LCPS, Northeast Town mark Cystic Fibrosis Awareness Day

Little Current’s Ben Buzzell, right in foreground, lives with Cystic Fibrosis. He and his father have been working with his school to put together CF Awareness Day, which took place last Friday. Part of the event included a walk around the block behind a banner made by Ms. Tilston’s Grade 2/3 class. Special guests included Northeast Town Mayor Al MacNevin and, left, Algoma-Manitoulin MPP Mike Mantha.

 LITTLE CURRENT – The sun was shining bright over Little Current Public School (LCPS) this past Friday as scores of purple-clad students gathered to mark Cystic Fibrosis (CF) Awareness Day and learn about the condition from their friend and classmate Ben Buzzell.

 “I like that so many people are taking part in it; I’d like people to know about cystic fibrosis,” said Ben.

 Ben was diagnosed with CF at age three. CF is a genetic disease that causes the lungs to produce thick mucus that they cannot effectively remove. These build up and block the airway, leading to steadily decreasing lung function. 

 It also leads to the loss of key digestive enzymes, meaning the body cannot absorb nutrients without taking special pills to encourage their intake, which leads to rapid weight loss. CF can also lead to complications such as diabetes and lung infections.

 The event began with an assembly in the gym where students learned about what living with CF is like and watched a video that dispelled some common myths and misconceptions about the condition.

 Following the video, LCPS principal Christy Case introduced Ben who talked about the pills and devices he uses daily to keep his lungs functioning as best they can. He then fielded a large number of questions from curious students who wanted to get a better sense of just what living with CF means.

 Students were requested to wear purple in support of CF awareness and Ben even dyed his hair purple. They were also encouraged to bring in a dollar for CF fundraising—the school of 330 students raised $253 during the day.

Ben challenged his schoolmates to a number of races in which he was given a 30 percent head start, to represent his estimated 70 percent lung capacity. photos by Warren Schlote

 Ben and his dad Zak Nicholls had been working to set up a CF awareness event at Ben’s school for quite some time. They also requested support from Northeast Town council to help advocate for public coverage of Orkambi, the expensive medicine that would improve Ben’s condition.

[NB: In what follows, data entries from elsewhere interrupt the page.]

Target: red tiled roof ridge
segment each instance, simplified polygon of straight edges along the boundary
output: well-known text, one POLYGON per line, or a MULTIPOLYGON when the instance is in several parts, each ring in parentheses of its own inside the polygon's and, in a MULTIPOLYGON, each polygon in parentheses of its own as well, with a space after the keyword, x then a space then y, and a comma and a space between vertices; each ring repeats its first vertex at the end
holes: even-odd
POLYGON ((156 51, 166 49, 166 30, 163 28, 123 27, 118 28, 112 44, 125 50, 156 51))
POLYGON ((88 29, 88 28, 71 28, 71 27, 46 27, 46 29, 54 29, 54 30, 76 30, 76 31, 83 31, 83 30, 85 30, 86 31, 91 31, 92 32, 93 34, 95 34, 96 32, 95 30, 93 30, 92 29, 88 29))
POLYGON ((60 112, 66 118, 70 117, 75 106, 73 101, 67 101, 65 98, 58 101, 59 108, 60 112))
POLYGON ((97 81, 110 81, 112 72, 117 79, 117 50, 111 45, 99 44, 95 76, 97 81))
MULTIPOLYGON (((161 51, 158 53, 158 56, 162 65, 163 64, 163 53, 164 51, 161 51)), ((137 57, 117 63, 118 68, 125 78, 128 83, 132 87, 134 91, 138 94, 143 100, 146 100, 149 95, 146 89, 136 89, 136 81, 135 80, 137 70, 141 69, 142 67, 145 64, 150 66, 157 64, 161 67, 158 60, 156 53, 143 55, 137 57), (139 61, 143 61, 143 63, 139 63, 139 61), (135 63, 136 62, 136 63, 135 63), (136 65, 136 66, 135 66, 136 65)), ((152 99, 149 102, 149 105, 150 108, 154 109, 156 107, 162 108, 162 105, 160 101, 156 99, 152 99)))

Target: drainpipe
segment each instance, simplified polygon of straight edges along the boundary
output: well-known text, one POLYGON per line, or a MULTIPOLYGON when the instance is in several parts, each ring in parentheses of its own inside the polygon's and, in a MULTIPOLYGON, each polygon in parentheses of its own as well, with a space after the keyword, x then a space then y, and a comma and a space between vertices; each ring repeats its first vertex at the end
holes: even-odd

 Orkambi costs $250,000 per year for each patient but clinical trials have shown it to improve lung function, reduce lung infections, reduce hospital visits and increase patients’ Body Mass Index, all of which increase survival rates. It also slows down the rate at which CF progresses.

 Last month, the Northeast Town voted to make May 17 CF Awareness Day in the entire township as well as writing a letter of support to the Ontario Minister of Health and Long-Term Care in favour of Ben being covered for his Orkambi.

 Northeast Town Mayor Al MacNevin was then invited to attend the school event, alongside Algoma-Manitoulin MPP Mike Mantha. While taking a walk around the block behind a CF awareness banner created by Ms. Tilston’s Grade 2/3 class, Mr. Mantha reflected on the meaning of the day.

 “It’s pretty incredible to think of what Ben goes through every day. He’s got a whole lot more that he’s got to think of than others,” Mr. Mantha said. “He shows such poise and is so knowledgeable.”

 Mayor MacNevin said he had invited Ben and his dad to come back to a council meeting and speak to the councillors and better explain his condition.

 “There’s so many kids with different diseases that get held back because they can’t get funding for their medications. How can 4,000 people in Canada have this and there not be any funding?” said Mayor MacNevin.

 Ms. Case said the school had been in talks for months with Ben’s family as to the best time of the year to host the event and what activities it should involve.

 “It’s nice to have a student in our school that we can recognize and who can educate the students. Kids, lots of times, can’t get a good understanding of a condition unless they see it,” she said.

 LCPS students were taking part in track and field events all day. This offered a natural entrance to an activity that highlights some of the impacts of CF. 

 Ben’s lungs only function at about 70 percent of their full capacity. To demonstrate this, the school organized several small sprints with Ben, during which he started about 30 percent past the starting line. Against the older age groups especially, the results were tight. The heats may have been even closer if Ben was not the athletic dynamo he is—he came in third place in a 1,500-metre race held earlier that morning.

 “I probably could have done better if I didn’t race in the morning,” he said.

 Ben added that he was happy to see the mayor and provincial parliamentarian present for the day.

 “It shows that they care. Hopefully they’ll stand up for my cause,” he said.

 Ben’s family has recently applied for special funding for a different drug called Pulmozyme, one that comes in at 1/10th of the cost of Orkambi. It does not feature all the same benefits as the more expensive drug but it has improved his lung function slightly.

Mr. Nicholls says they are hoping that the drug will be covered, but they have not received any news of the sort yet.